For your reflection today, here are some paragraphs from a sermon on today's feast by Saint Andrew of Crete:
We are celebrating the feast of the cross which drove away darkness and brought in the light. As we keep this feast, we are lifted up with the crucified Christ, leaving behind us earth and sin so that we may gain the things above. So great and outstanding a possession is the cross that he who wins it has won a treasure. Rightly could I call this treasure the fairest of all fair things and the costliest, in fact as well as in name, for on it and through it and for its sake the riches of salvation that had been lost were restored to us.

Had there been no cross, Christ could not have been crucified. Had there been no cross, life itself could not have been nailed to the tree.
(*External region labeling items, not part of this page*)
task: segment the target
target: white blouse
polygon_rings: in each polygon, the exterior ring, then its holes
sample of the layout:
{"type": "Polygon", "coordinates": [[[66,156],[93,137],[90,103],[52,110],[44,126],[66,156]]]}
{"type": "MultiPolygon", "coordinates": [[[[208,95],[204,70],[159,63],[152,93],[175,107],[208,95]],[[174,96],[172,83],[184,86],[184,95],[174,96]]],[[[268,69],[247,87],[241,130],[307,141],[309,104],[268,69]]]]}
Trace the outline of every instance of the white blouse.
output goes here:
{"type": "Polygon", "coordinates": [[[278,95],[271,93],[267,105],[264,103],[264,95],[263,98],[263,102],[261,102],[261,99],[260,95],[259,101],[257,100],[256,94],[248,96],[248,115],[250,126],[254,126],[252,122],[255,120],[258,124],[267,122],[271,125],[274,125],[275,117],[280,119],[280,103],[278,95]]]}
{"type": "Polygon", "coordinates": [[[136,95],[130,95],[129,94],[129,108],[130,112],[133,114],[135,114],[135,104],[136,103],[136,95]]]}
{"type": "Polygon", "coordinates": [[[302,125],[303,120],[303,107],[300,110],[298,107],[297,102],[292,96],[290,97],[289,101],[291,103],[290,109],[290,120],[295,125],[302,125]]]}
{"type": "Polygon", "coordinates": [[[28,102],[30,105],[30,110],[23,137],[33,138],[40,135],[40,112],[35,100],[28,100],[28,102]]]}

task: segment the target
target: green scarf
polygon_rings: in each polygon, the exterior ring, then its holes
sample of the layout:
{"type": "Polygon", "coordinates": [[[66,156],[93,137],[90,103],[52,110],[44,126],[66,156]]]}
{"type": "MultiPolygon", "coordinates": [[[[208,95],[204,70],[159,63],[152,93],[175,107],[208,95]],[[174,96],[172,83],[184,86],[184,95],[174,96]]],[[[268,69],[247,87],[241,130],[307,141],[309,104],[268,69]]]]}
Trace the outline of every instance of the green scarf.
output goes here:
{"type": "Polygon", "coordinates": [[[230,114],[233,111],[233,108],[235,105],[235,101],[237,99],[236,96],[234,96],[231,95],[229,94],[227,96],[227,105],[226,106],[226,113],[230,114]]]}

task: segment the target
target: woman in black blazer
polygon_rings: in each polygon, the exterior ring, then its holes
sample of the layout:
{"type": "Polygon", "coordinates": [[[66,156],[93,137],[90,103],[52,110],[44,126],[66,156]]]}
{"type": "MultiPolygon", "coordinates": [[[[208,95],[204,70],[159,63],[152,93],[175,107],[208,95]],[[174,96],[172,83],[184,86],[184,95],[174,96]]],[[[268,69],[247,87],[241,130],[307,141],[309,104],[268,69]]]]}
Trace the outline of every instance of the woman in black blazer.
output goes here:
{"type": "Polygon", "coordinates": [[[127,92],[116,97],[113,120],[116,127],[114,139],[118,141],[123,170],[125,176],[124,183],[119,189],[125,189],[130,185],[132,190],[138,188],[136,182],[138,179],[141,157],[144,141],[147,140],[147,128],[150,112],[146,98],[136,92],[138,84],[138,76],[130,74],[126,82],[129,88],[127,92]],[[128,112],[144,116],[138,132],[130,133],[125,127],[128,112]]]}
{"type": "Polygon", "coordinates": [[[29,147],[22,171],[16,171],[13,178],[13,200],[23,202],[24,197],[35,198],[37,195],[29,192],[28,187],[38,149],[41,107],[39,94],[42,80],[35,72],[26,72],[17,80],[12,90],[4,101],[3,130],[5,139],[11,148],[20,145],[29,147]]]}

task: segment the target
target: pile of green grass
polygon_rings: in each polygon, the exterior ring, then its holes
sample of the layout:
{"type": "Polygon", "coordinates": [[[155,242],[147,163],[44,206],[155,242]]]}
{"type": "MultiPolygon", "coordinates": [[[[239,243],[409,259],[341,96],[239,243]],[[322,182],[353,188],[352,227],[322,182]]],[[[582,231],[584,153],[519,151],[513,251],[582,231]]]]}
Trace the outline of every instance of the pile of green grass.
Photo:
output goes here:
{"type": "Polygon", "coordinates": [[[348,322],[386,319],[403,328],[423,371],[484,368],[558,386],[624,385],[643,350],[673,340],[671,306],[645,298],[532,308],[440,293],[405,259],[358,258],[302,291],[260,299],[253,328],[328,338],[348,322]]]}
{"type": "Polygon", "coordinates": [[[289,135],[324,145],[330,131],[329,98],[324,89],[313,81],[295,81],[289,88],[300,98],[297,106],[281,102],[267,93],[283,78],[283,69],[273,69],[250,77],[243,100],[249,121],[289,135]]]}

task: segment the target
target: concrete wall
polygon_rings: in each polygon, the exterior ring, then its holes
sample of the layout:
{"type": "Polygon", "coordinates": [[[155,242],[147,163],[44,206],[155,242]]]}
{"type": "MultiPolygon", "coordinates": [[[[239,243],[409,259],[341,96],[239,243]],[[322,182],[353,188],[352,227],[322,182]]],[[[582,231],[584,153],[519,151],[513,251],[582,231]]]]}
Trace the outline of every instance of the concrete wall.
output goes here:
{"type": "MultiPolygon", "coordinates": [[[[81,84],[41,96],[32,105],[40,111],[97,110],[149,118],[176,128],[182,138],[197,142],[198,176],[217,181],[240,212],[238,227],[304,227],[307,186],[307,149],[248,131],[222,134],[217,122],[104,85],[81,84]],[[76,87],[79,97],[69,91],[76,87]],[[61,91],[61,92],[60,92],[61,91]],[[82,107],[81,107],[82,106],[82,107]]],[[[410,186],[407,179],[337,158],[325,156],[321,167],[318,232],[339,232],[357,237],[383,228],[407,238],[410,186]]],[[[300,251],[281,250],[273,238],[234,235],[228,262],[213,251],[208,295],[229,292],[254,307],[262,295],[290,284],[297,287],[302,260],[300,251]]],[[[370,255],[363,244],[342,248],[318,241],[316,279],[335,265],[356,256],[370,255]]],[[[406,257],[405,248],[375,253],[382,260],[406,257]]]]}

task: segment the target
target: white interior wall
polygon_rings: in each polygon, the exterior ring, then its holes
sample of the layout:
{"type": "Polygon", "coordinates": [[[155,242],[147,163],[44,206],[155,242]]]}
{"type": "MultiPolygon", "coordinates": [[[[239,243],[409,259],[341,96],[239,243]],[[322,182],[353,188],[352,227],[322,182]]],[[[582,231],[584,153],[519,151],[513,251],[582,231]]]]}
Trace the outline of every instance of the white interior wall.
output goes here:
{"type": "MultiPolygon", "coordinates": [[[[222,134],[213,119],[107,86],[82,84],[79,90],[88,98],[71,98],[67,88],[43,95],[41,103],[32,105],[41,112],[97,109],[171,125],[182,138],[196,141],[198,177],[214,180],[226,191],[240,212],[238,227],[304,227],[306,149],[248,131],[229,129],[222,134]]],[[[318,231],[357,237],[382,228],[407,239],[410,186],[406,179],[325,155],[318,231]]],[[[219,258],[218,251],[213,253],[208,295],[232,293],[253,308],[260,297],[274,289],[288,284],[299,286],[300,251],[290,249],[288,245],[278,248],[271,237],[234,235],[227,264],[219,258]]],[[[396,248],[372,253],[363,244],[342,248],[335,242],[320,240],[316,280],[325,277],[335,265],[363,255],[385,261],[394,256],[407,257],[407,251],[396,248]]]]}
And if life had not been nailed to it, there would be no streams of immortality pouring from Christ’s side, blood and water for the world’s cleansing. The legal bond of our sin would not be cancelled, we should not have attained our freedom, we should not have enjoyed the fruit of the tree of life and the gates of paradise would not stand open. Had there been no cross, death would not have been trodden underfoot, nor hell despoiled.

Therefore, the cross is something wonderfully great and honorable. It is great because through the cross the many noble acts of Christ found their consummation – very many indeed, for both his miracles and his sufferings were fully rewarded with victory. The cross is honorable because it is both the sign of God’s suffering and the trophy of his victory. It stands for his suffering because on it he freely suffered unto death. But it is also his trophy because it was the means by which the devil was wounded and death conquered; the barred gates of hell were smashed, and the cross became the one common salvation of the whole world.
Before thy Cross, we bow down in worship, O Master, and thy holy Resurrection we glorify. AMDG.

1 Comments:

At 9/26/2012 10:20 PM, Blogger Michelle said...

This feast is often on my mind, in great part I suspect because the Augustinian celebration of the office ends with

"We worship you, Lord; we venerate your cross; we praise your resurrection."

"Through the cross you brought joy to the world."

I hope Toronto and the studies are joyous explorations both.